Estudo da Unicamp revela que receptor P2X4 em macrófagos é chave na dor muscular crônica. Exercício físico ativa via que torna macrófagos anti-inflamatórios, prevenindo dor persistente.

Um estudo realizado na Universidade Estadual de Campinas (Unicamp) investigou a transição da dor muscular de aguda para crônica, revelando um mecanismo importante pelo qual a prática de exercício físico pode prevenir essa cronificação. Os resultados foram publicados na revista Plos One e destacam o papel dos macrófagos, células de defesa do organismo, nesse processo. A pesquisa identificou que o receptor P2X4, presente na membrana dos macrófagos, é um dos responsáveis pela cronicidade da dor inflamatória muscular.
Os pesquisadores realizaram experimentos com camundongos e descobriram que o exercício físico ativa uma via de sinalização que torna os macrófagos anti-inflamatórios, evitando a transição da dor.
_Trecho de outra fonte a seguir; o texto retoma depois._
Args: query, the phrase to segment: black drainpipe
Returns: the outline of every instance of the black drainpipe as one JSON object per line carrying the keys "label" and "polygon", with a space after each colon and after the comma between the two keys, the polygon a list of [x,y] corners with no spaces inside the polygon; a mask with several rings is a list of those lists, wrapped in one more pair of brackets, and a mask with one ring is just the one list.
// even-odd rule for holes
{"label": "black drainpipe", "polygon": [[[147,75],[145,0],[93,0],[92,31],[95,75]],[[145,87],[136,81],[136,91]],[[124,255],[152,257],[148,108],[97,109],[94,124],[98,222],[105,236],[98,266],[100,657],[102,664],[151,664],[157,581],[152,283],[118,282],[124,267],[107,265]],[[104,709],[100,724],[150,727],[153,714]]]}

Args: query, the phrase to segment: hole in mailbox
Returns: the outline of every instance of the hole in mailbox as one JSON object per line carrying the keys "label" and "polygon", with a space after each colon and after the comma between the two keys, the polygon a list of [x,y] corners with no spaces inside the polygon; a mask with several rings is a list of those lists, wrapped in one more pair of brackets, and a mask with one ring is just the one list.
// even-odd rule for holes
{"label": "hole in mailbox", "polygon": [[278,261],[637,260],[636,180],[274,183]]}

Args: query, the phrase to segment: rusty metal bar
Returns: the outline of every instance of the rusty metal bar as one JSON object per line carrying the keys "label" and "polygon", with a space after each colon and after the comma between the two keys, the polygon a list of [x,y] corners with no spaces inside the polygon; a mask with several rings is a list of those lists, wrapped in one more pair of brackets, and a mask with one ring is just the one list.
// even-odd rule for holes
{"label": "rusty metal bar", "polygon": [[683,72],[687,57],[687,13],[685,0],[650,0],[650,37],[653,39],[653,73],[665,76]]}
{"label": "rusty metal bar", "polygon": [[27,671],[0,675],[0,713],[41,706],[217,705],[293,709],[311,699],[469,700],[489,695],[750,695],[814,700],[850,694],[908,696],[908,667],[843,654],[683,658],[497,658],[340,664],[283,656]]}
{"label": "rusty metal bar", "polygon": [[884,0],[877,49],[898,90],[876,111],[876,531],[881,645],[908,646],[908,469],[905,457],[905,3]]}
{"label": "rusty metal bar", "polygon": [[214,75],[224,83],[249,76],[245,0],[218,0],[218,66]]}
Maria Cláudia Gonçalves de Oliveira, coordenadora do Laboratório de Estudos em Dor e Inflamação (Labedi) e autora do artigo, afirmou que a ativação da via do P2X4 nos macrófagos é inibida pelo exercício, o que impede o desenvolvimento da dor crônica.
Durante o estudo, os camundongos foram submetidos a um regime de natação periodizada, cinco dias por semana, durante quatro semanas. Após esse período, os pesquisadores induziram uma lesão muscular inflamatória nos animais. O esperado era que a inflamação gerasse alterações no tecido muscular, aumentando a predisposição à dor crônica. No entanto, isso não ocorreu nos camundongos que praticaram exercício físico antes da lesão.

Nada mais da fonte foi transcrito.